Seniha, tipiye tutulmuş bir kimse gibiydi; saniyeler ve dakikalar sıkı bir kar kasırgası halinde, yüzüne, göğsüne çarpıyor, nefesi tıkanıyordu. Dört gün içinde birbirinden şiddetli iki sinir buhranı geçirdi. Bir defasında Naim Efendi de hazırdı. Biçare ihtiyar, ömrü boyunca bu kadar acılı, bu kadar heyecan verici bir manzara görmemişti. Yavrucağın vücudu, görülmez bir elin delice bir hareketle kıvırıp büktüğü bir urgan parçası gibiydi. Sesi ve nefesi dişlerinin arasına sıkışmış, uzun, parlak tırnakları birer ince hecer uçları halinde avucunun etine saplanmıştı.
O günden beri Naim Efendi, Seniha’nın bu derdine bir çere aramakla meşguldür. Başvurmadığı hekim kalmadı. Hekimlerle müşeverelerinin neticesinde de anladı kî, bu öldürücü bir hastalık değildir, evlenmek ve doğurmakla geçer, gider. Naim Efendi o günden beri torununu evlendirmek çarelerini düşünmeye başladı.
V
Hekimler, Seniha’ya biraz, yer ve hava değiştirmeyi, biraz kırlarda ve denizlerde gezip eğlenmeyi tavsiye ettiler, bunun içindir ki, Naim Efendi‘nin torunu, mürebbiyesi Madam Kronski ve bir kaç ahbabı ile beraber bir haftadan beri Büyükada’da bulunuyorlar. Burada, halası Necibe hanımefendinin köşkünde misafirdirler.
O gece Büyükada’da zümrüt renginde tatlı ve durgun bir mehtap oldu. Çamların altında, yollarda sessiz bir kalabalık vardı. Bütün gezinenler, hatta eşekler üstünde koşuşanlar bile mahzun görünüyordu. Hakkı Celis, ikide bir:
“Seniha ablamın gözlerinin renginde bir gece” diyordu.
Fakat Seniha, bu sözü işitmiyordu. Cemil’le Belkıs‘ın ortasında epeyce hararetli bir muhavereye dalmış, önden yürüyordu. Nuriye Hanım:
“Yeşil gözleri çok mu seversiniz?” dedi.
Neyyire ilave etti:
“Oh, ben siyahlara, koyu siyahlara bayılırım!…”
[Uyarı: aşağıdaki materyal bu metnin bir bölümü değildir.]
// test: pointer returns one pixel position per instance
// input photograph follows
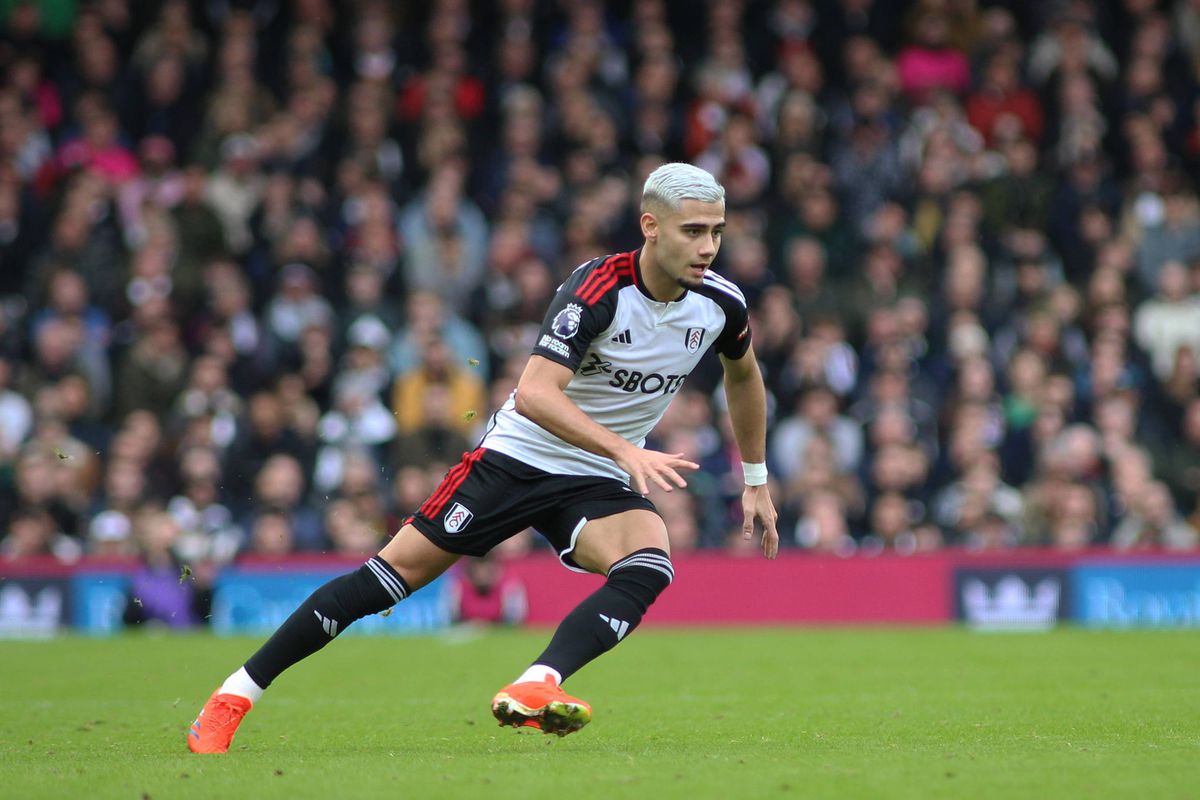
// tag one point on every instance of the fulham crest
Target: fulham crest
(457, 518)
Bunun üzerine Hakkı Celis, gözlere dair yavaş sesle uzun bir şiir okudu. Bu iki genç kız üzerinde şiirin tesiri adeta şehvet uyandırıcıydı. Bazen bir mısrada ateşli bir dudağın temasını duyarlardı. Nuriye, ani bir heyecanla genç adamın kolundan tuttu ve şiddetle kendisine doğru çekerek ağzını kulağına yaklaştırdı:
“Yeşil gözleri sevmeyiniz. Sizi anlayan siyahlardır” dedi. Kendininkiler kömür gibi simsiyahtılar. Hakkı Celis neye uğradığını bilemedi, ilk defadır ki, bir kadın eli onu bu kadar şiddetle kendine doğru çekiyordu. Bütün vücudu kuvvetli bir rüzgâr hamlesine maruz kalmış bir dal gibi titredi. Genç kızlar, genç şairin sallandığını hissetmişler gibi biri bir koluna, öbürü öbür koluna girdi, her ikisi de iki tarafından kuvvetle bastırıyordu. Nuriye ve Neyyire hanımlar Hakkı Celis‘i uzaklara sürüklüyorlardı. Seniha: “Ayol çocuğu nereye götürüyorsunuz?’’ diye seslendi. Seniha’nın bu sözü, Hakkı Celis’in kalbine bir ok gibi saplanmıştı. Bu sözde ya bir aşağılama manası veya bir sitem vardı. Hep bir araya geldikleri zaman hâlâ kollarına asılan genç kızlardan silkindi, Seniha’ya yaklaştı, gayet ölçüsüz bir sesle ve bir çırpıda, dedi ki:
“Abla, bana çocuk dediniz. Fakat ben, sizi bir büyük adam gibi seviyorum.”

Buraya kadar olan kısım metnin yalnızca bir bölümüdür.